Decoder Service Specification
This document specifies the behavior of the service that decodes messages in the Structured Ingestion pipeline.
Data Flow
- Consume messages from Google Cloud PubSub raw topic
- Decode the body from base64, optionally gzip, and JSON
- Validate the schema of the body
- Perform GeoIP lookup and drop
x_forwarded_forandremote_addrand optionallygeo_citybased on population - Extract user agent information and drop
user_agent - Add metadata fields to message
- Deduplicate message by
docId - Generate
docIdfor submission types that don't have one - Write message to PubSub decoded topic based on
namespaceanddocType
Implementation
The above steps will be executed as a single Apache Beam job that can accept either a streaming input from PubSub or a batch input from Cloud Storage. Message deduplication will be done by checking for the presence of ids as keys in Cloud Memory Store (managed Redis).
Decoding Errors
All messages that are rejected at any step of the Data Flow above will be
forwarded to a PubSub error topic for backfill and monitoring purposes.
If we determine that a message has already been successfully processed
based on docId, we drop the duplicated body and publish just the metadata
to the error topic.
Error message schema
The message that failed decoding, with several additional attributes:
...
required group attributes {
...
required string error_type // example: "schema"
required string error_message // example: "message did not match json schema for <namespace>/<docVersion>/<docType>"
required string exception_class // example: "java.lang.RuntimeException"
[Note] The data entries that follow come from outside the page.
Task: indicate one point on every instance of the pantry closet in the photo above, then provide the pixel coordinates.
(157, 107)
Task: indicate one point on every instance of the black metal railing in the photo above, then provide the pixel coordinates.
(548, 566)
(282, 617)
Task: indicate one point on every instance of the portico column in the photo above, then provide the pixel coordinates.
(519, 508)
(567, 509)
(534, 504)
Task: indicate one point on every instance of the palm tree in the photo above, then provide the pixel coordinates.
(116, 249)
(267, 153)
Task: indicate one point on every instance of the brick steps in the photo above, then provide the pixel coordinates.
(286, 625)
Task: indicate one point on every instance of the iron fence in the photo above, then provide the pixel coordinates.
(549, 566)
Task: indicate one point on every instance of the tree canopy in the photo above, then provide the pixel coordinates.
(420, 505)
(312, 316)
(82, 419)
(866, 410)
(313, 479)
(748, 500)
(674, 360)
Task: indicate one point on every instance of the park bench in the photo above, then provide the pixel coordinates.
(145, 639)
required string stack_trace
optional string stack_trace_cause_1
optional string stack_trace_cause_2
optional string stack_trace_cause_3
optional string stack_trace_cause_4
optional string stack_trace_cause_5
}
Raw message schema
See Edge Server PubSub Message Schema.
Decoded message metadata schema
Decoded messages published to Pub/Sub will contain the following attributes:
required group attributes {
...
required string document_version // from uri for non-Telemetry, from message for Telemetry
required string document_id // from uri
required string document_namespace // from uri
required string document_type // from uri
optional string app_name // from uri for Telemetry
optional string app_version // from uri for Telemetry
optional string app_update_channel // from uri for Telemetry
optional string app_build_id // from uri for Telemetry
optional string geo_country // from geoip lookup
optional string geo_subdivision1 // from geoip lookup
optional string geo_subdivision2 // from geoip lookup
optional string geo_city // from geoip lookup
required string submission_timestamp // from edge metadata
optional string date // header from client
optional string dnt // header from client
optional string x_pingsender_version // header from client
optional string x_debug_id // header from client
optional string user_agent_browser // from user_agent
optional string user_agent_browser_version // from user_agent
optional string user_agent_os // from user_agent
optional string user_agent_os_version // from user_agent
optional string normalized_app_name // based on parsed json payload
optional string normalized_channel // based on parsed json payload or URI
required string normalized_country_code // from geoip lookup
optional string normalized_os // based on parsed json payload
optional string normalized_os_version // based on parsed json payload
optional string sample_id // based on parsed json payload
}
Many of these fields are also injected into the JSON payload either at the top
level or nested inside a metadata object. The schema for injected metadata
is maintained under the metadata namespace in mozilla-pipeline-schemas.
Other Considerations
Message Acks
Messages should only be acknowledged in the PubSub raw topic subscription after delivery to either a decoded topic or the error topic.
If this is not possible then any time a message is not successfully delivered to PubSub it should by treated as lost data and the appropriate time window will be backfilled from Cloud Storage in batch mode, and appropriate steps will be taken downstream to handle the backfill.
Deployments should always terminate functional pipelines using the drain
method, to ensure ack'd messages are fully delivered.
Deduplication
Each docId will be allowed through "at least once", and only be
rejected as a duplicate if we have completed delivery of a message with the
same docId. Duplicates will be considered errors and sent to the error topic.
"Exactly once" semantics can be applied to derived data sets using SQL in
BigQuery, and GroupByKey in Beam and Spark.